We pick a small strawberry crop on Wednesday morning whilst weeding and then take a few softwood cuttings of mint and sage which I know will do well.  However, the Lovage and lavender cuttings look unhappy and l’m not sure how they will do.  A buying spree at Cotefield, one of our local nurseries, for nepeta, a red geranium, Cineraria and onion sets.  I really needed shallots but didn’t realise they are planted up in late autumn so now is too early.  I may plant shallot seeds for use in November if there’s growing space.

Planting out my Anemone blanda from late-winter sown seeds which now look very good on the plant table with my Marguerite cuttings and bright red geraniums.  I also grew cuttings of Artemisia, lavender, curry plant and marjoram all of which did very well.

Back to the allotment on Thursday to water, weed and plant out new salad items after pulling out a few bolted micro greens; must remember, avoid the dreaded plant-glut by not planting out everything all at once in future!

On Friday, my hotbox and herb bed get weeded and my sorrel plant too, for its threatening to fail if I don’t harvest some of its leaves.  Salad growing is an intensive job, keeping track of new growth, harvesting leaves before the flea beetle feeds and catching crops before they begin to set seed.  Harvesting in smaller quantities too is better for the kitchen routine, otherwise there’s a great deal of leaf preparation and handling to be done, before making supper at the end of a busy spell in the garden.  A tarragon in the hotbox has succumbed to my flourishing flat leaf parsley, which I prune, and the golden marjoram plant has done so well that its time to remove it to another bed, leaving space for tumbling tomatoes to be planted.  I plant courgette plants and Tagetes with the marjoram and think they will all do very well together.  In the next bed my horseradish leaves are already showing through which is very exciting.  My earlier planted courgettes are growing madly.
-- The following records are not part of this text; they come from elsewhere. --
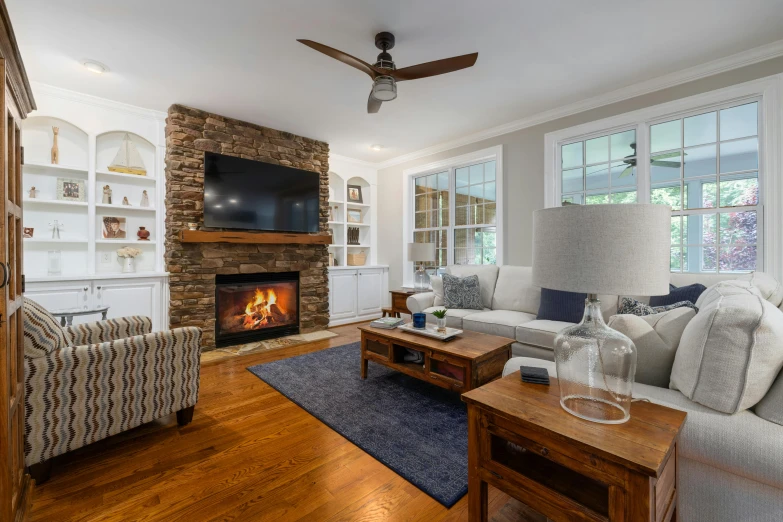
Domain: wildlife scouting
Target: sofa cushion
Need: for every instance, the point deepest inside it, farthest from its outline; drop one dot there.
(515, 290)
(42, 332)
(557, 305)
(656, 338)
(676, 295)
(437, 288)
(496, 322)
(462, 292)
(742, 444)
(769, 287)
(731, 352)
(453, 315)
(488, 277)
(771, 406)
(540, 332)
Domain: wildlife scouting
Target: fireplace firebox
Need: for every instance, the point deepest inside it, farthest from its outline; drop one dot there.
(253, 307)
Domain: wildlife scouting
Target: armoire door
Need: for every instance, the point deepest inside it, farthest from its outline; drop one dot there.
(16, 101)
(15, 485)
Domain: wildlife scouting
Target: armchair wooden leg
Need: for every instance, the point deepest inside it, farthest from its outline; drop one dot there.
(184, 416)
(40, 472)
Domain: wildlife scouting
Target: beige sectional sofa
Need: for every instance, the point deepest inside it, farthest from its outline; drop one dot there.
(730, 466)
(511, 304)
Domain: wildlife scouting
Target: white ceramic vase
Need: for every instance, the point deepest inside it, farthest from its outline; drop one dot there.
(128, 265)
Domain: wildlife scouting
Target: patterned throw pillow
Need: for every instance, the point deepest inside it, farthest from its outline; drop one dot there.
(42, 333)
(462, 292)
(677, 295)
(632, 306)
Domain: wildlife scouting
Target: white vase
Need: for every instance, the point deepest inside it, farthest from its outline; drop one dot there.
(128, 265)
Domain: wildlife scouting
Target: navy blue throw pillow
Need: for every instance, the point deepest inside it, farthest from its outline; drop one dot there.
(557, 305)
(684, 293)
My herbaceous border is filling up nicely and the welcome rain makes everything look so much better.  I dig a new trench for the nepeta to grow in and wait until the cool of the evening to plant them.  I wanted to add either pansies or more French Marigolds but ran out of daylight.   My new flower allotment is fairly hard work right now and there’s still more grass to remove before I can make other sowings and plantings.  I’m not a fan of digging so the work continues slowly.

On Sunday, I’m garden visiting at Katharine House Hospice, for their Open Garden Day, and showing visitors our WI Grow Wild wild flower area which is now bright with pink Campion, Corn chamomile and one beautiful Corncockle flower.  A bright Sunday morning gives way to a warm but grey afternoon and then rain finally ends our event, driving visitors and gardeners to their cars as the heavens open.  I wonder what reading our allotment rain gauge will display tomorrow morning?